The writer to the Hebrews quotes from Psalm 8 to throw the spotlight on two aspects of the relationship between God and humankind:
First, the mighty mismatch between God and us. He is so far above us in personal power, glory and intellect… that the Psalmist says:
What is man that you are mindful of him, the son of man that you care for him?
In other words… it would not surprise him if God did not bother with man. And you can see his point; after all, do you bother with the ants! God informed Isaiah: For my thoughts are not your thoughts, neither are your ways my ways, declares the Lord. As the heavens are higher than the earth, so are my ways higher than your ways and my thoughts higher than your thoughts. Is 55.8
Not only is there a great discrepancy between God and us in the way of personal power, glory and intellect, but he has no beginning and no end whereas we find ourselves to be hemmed in by death.
We may be pretty but we are short-lived;
Is 40.6b All men are like grass and all their glory is like the flowers of the field. The grass withers and the flowers fall.
The writer to the Hebrews is forcing us to take stock of the enormous shortfall there is between God and us and to be amazed that God should take such a personal interest in, and care over, such temporary creatures as us. For us a few hours can drag by and seem like an eternity! For God, even when a thousand years have passed they have not put a slight scratch or dent on the surface of eternity!
Secondly, in spite of the mismatch between God and us, he has decided on an exalted position for humankind. He planned to lift us up.
Again, he uses Psalm 8 to express it –
You made him a little lower than the angels; you crowned him with glory and honour and put everything under his feet.
In spite of man’s insignificance, God created humankind to be only a little inferior to the angels. He created man to be given real and extensive responsibility to manage the earth. God decreed that no created thing will master him – everything will be put under him.
But we do not see it. In putting everything under him, God left nothing that is not subject to him. Yet at present we do not see everything subject to him.
What an understatement! We sure don’t see everything under man’s feet.
We sure don’t see humankind mastering everything. When we look at humankind we see great potential and promise – but it is marred. What we do see is hopefulness and optimism consistently extinguished by death. The grass withers. The flower falls.
While men and women make some progress in one area, say, learn how to overcome polio or small pox, meanwhile AIDS and bird flu emerge.
While engineers master the construction of high dams to hold back waters and produce electricity, meanwhile the earth shakes, a tsumani begins its run and entire cities are obliterated.

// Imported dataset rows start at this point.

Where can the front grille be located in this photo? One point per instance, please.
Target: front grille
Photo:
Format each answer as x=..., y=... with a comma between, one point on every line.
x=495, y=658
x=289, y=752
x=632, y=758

And each individual faces the personal disappointment that for 18 years he or she looks forward to becoming a fully grown man or woman; then after 15 or 20 short years each person must face the fact that youth has gone and his or her strength is declining towards the grave.

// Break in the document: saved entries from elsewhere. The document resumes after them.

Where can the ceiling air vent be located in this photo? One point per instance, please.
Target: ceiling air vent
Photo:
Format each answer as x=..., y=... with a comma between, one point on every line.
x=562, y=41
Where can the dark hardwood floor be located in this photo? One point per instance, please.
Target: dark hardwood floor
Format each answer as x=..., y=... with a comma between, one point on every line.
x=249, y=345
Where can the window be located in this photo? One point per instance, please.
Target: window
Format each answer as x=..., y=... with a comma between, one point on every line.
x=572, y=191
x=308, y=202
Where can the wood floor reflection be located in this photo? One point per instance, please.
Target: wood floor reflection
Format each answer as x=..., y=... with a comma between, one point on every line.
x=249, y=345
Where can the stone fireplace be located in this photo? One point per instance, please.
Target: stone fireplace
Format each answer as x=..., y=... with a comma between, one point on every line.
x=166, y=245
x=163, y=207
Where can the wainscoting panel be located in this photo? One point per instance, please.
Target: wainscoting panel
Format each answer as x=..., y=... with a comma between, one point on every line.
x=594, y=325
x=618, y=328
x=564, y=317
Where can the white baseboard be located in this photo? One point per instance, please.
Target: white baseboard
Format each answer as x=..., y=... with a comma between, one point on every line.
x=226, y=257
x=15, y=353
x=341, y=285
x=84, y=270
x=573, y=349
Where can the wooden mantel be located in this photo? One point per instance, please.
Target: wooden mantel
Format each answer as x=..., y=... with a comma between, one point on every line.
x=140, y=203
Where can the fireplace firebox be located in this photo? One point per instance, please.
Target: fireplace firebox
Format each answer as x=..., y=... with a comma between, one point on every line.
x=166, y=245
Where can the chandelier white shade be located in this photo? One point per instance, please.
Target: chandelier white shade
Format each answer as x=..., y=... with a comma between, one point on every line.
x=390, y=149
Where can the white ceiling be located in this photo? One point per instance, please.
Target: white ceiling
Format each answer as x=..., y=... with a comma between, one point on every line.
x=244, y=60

How do we reconcile the assertion that God made humankind to be only a little lower than the angels with the reality that we are flowers that bloom today and are gone tomorrow?
The writer to Hebrews tells us to take a second look. Sure we do not see humankind in triumph (we see it defeated by the fear of death) but look again.
But we see Jesus, who was made a little lower than the angels, now crowned with glory and honour because he suffered death, so that by the grace of God he might taste death for everyone.
Jesus also was made a little inferior to the angels; only for him it was no privilege! For him it was a horrifying step down. The Creator was made a little lower than his best angel creatures. The Son of God, through whom everything was made, was born into the human family – he became one of us. What for? So he could taste death for every person. He purposely came under the burden of death that ruins humankind. He took that burden of death and triumphed over it by bringing human life irretrievably out the other side of death for the first time. He beat death. He brought life and immortality to light!
We see Jesus – crowned with glory and honour. He is the first man to fulfil the promise that no created thing will master humankind.
This is why you are a Christian – a follower of Jesus – a believer in Jesus. He is your Deliverer – your Rescuer – your Saviour from your current temporary, slavish existence. It is Jesus who has lifted you up with himself from slavery to death to become a son or daughter of God. He closed the gap between you and God by bringing you with him out from under the fear of death.
You will find that the writer of Hebrews constantly tells us to consider Jesus, to fix our thoughts on him and to ‘see Jesus’. Knowing him as he is revealed in through the gospel and the entire Bible, is the surest way to throw off the chains of slavery to the fear of death. You can start living for long term, eternal aims.